Si The Musical Box a attiré la curiosité et mobilisé, le groupe est-il pour autant à la hauteur de la tâche difficile qui lui incombe ? La réponse est positive, sans aucune réserve. Visuellement, tout y était. Puisque ceci a déjà été largement évoqué sur ce site à l’occasion du compte-rendu du précédent concert parisien, il suffit d’ajouter que les seules infidélités à l’original se résument aux faits que le rôle de Mike Rutherford, droitier, est tenu par Sébastien Lamothe, gaucher, et que ces messieurs ne sont pas de réels sosies, quoi que Martin Levac ressemble beaucoup à Phil Collins. Le souci du détail va cependant jusqu’à l’emplacement de la serviette du batteur.
De manière plus intéressante, le set de batterie s’est trouvé modifié d’un soir sur l’autre, comme il l’avait été d’une année sur l’autre il y a plus de trente ans, et l’aspect visuel est bien sûr, ce qui a d’emblée le plus frappé, compte tenu du caractère théâtral que Genesis donnait à ses shows de l’époque. Mais si la performance de The Musical Box se réduisait à cela, on aurait pu la considérer comme un simple divertissement grand-guignolesque. Pour être vraiment fidèle et faire vibrer le public, il en faut de toutes façons plus.
Dans une interview d’avril 1971 accordée à Melody Maker, Peter Gabriel expliquait que le « jeu de scène se justifie s’il renforce le caractère théâtral de la musique sans la dévoyer ». Il faut insister sur le fait que The Musical Box a suivi cette ligne de conduite : passé l’émerveillement facile devant la mise en scène, les véritables émotions musicales étaient bel et bien présentes, prêtes à envahir le spectateur, et c’est bien ce qui s’est passé chacun des deux soirs. Comment ne pas frissonner à l’écoute de ces interprétations magistrales de « Cinema Show », « Firth of Fifth », « Fountain of Salmacis » ou du final explosif de « The Musical Box » ?
Denis Gagné, Denis Champoux, David Myers, Sébastien Lamothe, et Martin Levac ne sont pas des pantins reproduisant froidement la musique d’un glorieux passé : ils ont réussi à capturer le son de Genesis. Leurs interprétations techniquement sans faille n’en sont pas moins évidemment animées d’une passion sincère pour cette musique. Des preuves ? Sur la section instrumentale de « Apocalypse in 9/8 » dans la suite « Supper’s Ready », le public était pris d’une telle ivresse que le plancher de La Cigale tremblait sous la danse confuse de ces spectateurs transportés par l’intensité musicale dégagée. Rien d’autre qu’une authentique ferveur de la part du groupe n’aurait pu susciter une telle réponse du public.

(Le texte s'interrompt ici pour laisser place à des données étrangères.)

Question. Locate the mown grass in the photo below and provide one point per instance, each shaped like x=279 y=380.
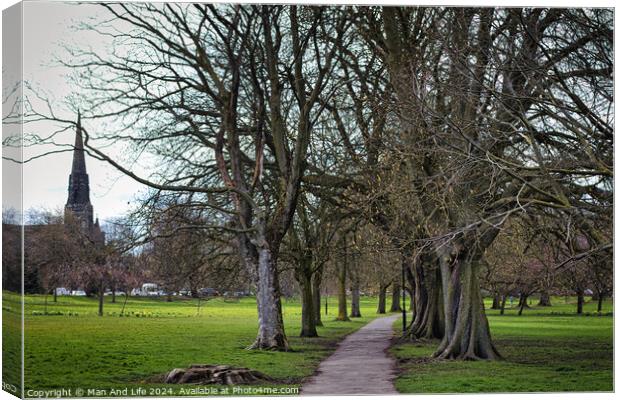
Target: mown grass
x=80 y=349
x=547 y=349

La magie de Genesis est donc bien vivante, et The Musical Box l’incarne aujourd’hui. Au moment où ces lignes sont écrites, une tournée The Lamb Lies Down on Broadway, le show de 74-75, est en train d’être organisée pour fin 2004-début 2005. On ne saurait trop recommander à tous les amateurs de rock progressif de ne pas rater ça. Idéalement, un peu de prosélytisme à l’égard de ceux qui ne sont pas familiers de notre genre de prédilection serait bienvenu, car on peut difficilement imaginer de meilleures conditions – le spectacle visuel aidant, pour introduire des gens à la musique de Genesis et de tous ceux qui s’en sont inspirés. Accessoirement, un succès grandissant pour The Musical Box serait un nouveau pied de nez aux rédactions de Rock & Folket autres Inrockuptibles, bien connues pour leurs outrances anti-progressives.